Aveu de Pierre Boulay mari de Jeanne Thibault à la seigneurie du prieuré de la Jaillette : 1674

Je descends d’une famille BOULAY mais je ne relie pas ce Pierre Boulay aux miens, et ceci dit le patronyme est assez répandu.

Depuis l’année 2000, le prieuré de la Jaillette est à nouveau en travaux de restauration, visitez son site, cela va vous donner envie d’aller le 6 juillet prochain fêter son 825ème anniversaire.

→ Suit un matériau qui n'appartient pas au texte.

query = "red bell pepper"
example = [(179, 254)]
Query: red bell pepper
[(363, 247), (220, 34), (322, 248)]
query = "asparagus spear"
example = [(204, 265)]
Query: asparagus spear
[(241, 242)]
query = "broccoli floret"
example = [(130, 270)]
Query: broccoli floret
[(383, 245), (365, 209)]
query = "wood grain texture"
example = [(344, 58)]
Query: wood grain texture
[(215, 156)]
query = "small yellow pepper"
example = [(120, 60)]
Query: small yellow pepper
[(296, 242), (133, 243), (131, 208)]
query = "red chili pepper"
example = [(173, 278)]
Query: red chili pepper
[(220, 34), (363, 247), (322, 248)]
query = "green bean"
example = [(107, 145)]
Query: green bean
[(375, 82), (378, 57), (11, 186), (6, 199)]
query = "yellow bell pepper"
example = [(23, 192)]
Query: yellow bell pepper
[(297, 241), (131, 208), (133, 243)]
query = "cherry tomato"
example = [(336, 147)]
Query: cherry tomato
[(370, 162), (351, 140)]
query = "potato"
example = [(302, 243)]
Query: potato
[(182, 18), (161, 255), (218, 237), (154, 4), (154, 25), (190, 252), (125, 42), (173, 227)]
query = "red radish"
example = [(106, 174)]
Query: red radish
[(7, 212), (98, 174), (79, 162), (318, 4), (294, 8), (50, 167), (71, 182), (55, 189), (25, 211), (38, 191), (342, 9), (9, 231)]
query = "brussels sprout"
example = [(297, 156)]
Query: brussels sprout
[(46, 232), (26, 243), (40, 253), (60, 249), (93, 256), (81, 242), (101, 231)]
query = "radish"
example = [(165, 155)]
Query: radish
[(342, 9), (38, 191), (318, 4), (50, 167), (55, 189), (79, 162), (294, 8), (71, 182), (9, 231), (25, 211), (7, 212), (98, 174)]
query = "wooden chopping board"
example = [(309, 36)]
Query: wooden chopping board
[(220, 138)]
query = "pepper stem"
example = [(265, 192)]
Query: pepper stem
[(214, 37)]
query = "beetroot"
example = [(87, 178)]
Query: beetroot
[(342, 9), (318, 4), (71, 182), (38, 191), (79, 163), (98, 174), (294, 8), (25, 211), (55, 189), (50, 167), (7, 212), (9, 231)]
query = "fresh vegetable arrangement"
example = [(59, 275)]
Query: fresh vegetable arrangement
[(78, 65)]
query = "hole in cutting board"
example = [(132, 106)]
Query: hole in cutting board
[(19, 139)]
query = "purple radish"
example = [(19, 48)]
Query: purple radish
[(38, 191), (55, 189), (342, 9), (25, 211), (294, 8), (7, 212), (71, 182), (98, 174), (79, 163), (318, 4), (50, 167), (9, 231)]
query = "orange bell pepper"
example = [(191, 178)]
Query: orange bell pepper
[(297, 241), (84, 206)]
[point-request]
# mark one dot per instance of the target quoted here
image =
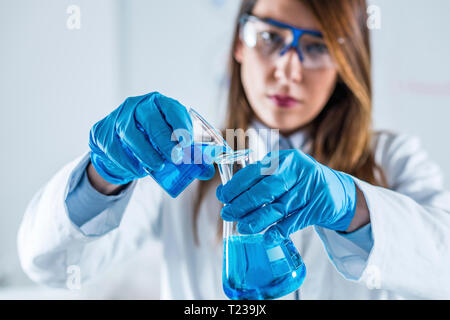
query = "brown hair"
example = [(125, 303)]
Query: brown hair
[(342, 133)]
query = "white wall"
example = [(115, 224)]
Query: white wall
[(56, 83), (412, 73)]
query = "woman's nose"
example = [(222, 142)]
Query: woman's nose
[(289, 67)]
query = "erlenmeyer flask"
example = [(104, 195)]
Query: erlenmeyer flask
[(206, 143), (252, 268)]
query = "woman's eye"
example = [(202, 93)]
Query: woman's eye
[(316, 48), (271, 37)]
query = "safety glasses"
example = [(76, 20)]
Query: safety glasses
[(272, 39)]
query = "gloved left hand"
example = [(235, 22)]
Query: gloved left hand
[(300, 192)]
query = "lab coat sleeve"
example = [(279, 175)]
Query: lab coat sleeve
[(50, 244), (410, 225)]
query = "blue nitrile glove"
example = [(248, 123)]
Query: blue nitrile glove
[(300, 192), (137, 137)]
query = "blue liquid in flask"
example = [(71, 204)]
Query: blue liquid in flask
[(174, 178), (254, 272)]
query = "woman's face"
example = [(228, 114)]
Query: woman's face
[(268, 83)]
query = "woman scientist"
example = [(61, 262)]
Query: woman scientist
[(367, 211)]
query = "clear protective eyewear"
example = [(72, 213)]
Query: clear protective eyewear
[(272, 39)]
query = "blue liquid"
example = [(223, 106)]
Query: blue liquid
[(175, 178), (255, 272)]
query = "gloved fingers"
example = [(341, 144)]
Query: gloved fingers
[(116, 153), (175, 114), (149, 115), (262, 218), (241, 181), (265, 191), (290, 224), (141, 147)]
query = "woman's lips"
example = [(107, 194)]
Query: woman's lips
[(284, 101)]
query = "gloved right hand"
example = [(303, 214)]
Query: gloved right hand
[(136, 138)]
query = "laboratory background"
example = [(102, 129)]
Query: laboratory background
[(64, 65)]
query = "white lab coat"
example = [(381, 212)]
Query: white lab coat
[(410, 227)]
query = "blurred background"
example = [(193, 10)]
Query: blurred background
[(58, 78)]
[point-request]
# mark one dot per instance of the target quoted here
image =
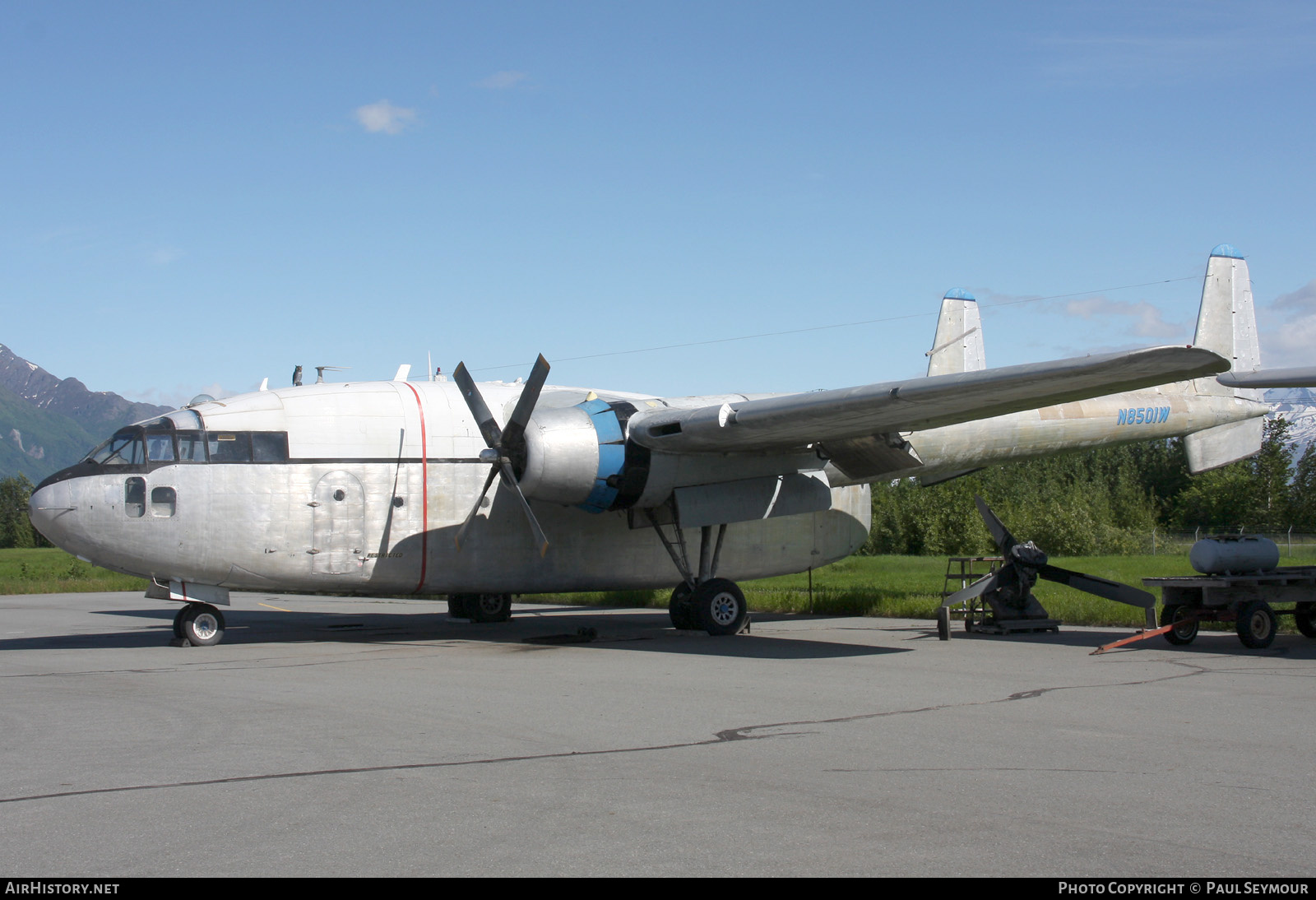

J’ai trouvé cet acte aux Archives Départementales de la Sarthe, H486 – Voici sa retranscription (voir ci-contre propriété intellectuelle) :

« Assises de la seigneurie du Prieuré de la Jaillette, le 18 décembre 1674 Pierre Boullay mari de Jeanne Thibault fille et héritière de défunt George Thibault deffendeur, a comparu ledit Boulay en sa personne, lequel s’est advoué sujet de cette seigneurie pour raison de la moitié d’un cloteau de terre appellée « le Pineau » contenant le tout 9 boisselées, joignant d’un costé le chemin tendant de St Martin du Bois aux moulins de la Hinebaudière, d’autre costé le cloteau de la Presle appartenant à Charles de Scépeaux écuyer sieur du Chalonge, abutant d’un bout à une pièce appellée les Besnaudières dépendant de la mestairie du Grand Pineau, et d’autre bout une pièce de terre appellée le Carrefour du Pineau, pour raison de quoi il confesse debvoir avec Michel Thibault propriétaire de l’autre moitié, 9 deniers de cens et debvoir féodal chacuns ans à la recepte de cette seigneurie … a déclaré ne savoir signer et fait signer Jean Couanne »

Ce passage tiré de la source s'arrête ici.